Впрочем, их воссозданный желанием внешний облик практически не отличался от человеческого или вампирского, за исключением разве что размеров. А может, демоница намеренно выбрала такой образ, чтобы внушать страх, как полагается директору учебного заведения, несущему ответственность за несколько тысяч беспечных подростков. Объемная черная коса директрисы казалась настолько тугой, что искажала черты лица – круглые глаза навыкате, крупные нос и рот слегка оттянуты у краев назад. Демоница оглядела всех присутствующих, дожидаясь полной тишины, поправила рукава строгого костюма и, сцепив пальцы в замок, приветливо растянула мясистые губы.

– Вот мы и снова встретились, дети мои! Для тех, кто забыл, и новоприбывших скажу, что меня зовут Виржини Ламбер, я директор этого чудесного лицея имени святой Клотильды Бургундской. Рада приветствовать вас всех в новом учебном году. Надеюсь, ваше лето прошло успешно, вы отдохнули как следует, набрались сил и готовы к упорному труду.

Виржини Ламбер не нужно было повышать голос, чтобы быть услышанной. Благодаря достойной акустике и ее зычному голосу, речь демоницы долетала до последних рядов.

– Что?! О нет, опять упорный труд, да что ж такое-то! – наигранно возмутился кто-то в зале, но демоница будто знала каждого, развернувшись в сторону говорившего.
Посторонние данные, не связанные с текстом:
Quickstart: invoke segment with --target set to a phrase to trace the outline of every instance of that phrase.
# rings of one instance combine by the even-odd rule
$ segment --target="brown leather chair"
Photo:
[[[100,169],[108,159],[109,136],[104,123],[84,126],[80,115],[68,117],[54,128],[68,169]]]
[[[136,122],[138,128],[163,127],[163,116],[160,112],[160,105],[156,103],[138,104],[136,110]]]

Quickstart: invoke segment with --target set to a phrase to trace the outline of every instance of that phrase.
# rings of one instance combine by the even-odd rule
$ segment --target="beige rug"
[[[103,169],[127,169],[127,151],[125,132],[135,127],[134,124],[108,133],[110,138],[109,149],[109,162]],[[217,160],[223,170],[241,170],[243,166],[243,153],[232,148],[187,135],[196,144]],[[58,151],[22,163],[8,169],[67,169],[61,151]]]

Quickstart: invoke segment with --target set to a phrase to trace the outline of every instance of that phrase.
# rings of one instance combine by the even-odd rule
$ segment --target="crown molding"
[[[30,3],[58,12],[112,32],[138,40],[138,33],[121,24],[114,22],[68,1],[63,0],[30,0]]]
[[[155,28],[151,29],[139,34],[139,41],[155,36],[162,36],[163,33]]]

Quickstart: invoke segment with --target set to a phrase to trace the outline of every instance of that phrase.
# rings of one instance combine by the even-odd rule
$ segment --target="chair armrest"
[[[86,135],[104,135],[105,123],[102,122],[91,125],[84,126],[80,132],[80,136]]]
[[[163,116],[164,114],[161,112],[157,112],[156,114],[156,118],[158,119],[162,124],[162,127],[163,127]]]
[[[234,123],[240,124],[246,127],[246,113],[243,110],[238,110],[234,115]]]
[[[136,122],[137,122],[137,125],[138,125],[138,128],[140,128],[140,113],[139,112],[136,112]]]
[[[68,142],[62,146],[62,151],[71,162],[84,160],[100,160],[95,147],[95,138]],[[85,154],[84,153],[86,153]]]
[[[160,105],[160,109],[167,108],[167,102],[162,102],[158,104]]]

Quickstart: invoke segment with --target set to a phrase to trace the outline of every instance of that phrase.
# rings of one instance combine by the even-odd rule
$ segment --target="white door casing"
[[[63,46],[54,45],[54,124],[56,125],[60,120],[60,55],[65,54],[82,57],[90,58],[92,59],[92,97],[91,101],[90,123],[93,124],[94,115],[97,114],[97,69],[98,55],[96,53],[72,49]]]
– Месье Гравель, как же все мы скучали по вашим шуточкам. – Женщина нарочито громко рассмеялась, продолжая: – В мое время вместо знаний вы бы варились в большом и очень горячем котле, зарабатывая не баллы, а волдыри и мозоли, но уж если вы предпочитаете умственному труду физический, то приезжайте после занятий ко мне на ферму. На заднем дворе один из котлов будет ждать вас, я варю в нем куриный помет, однако для вас, мой дорогой месье Гравель, местечко найдется всегда.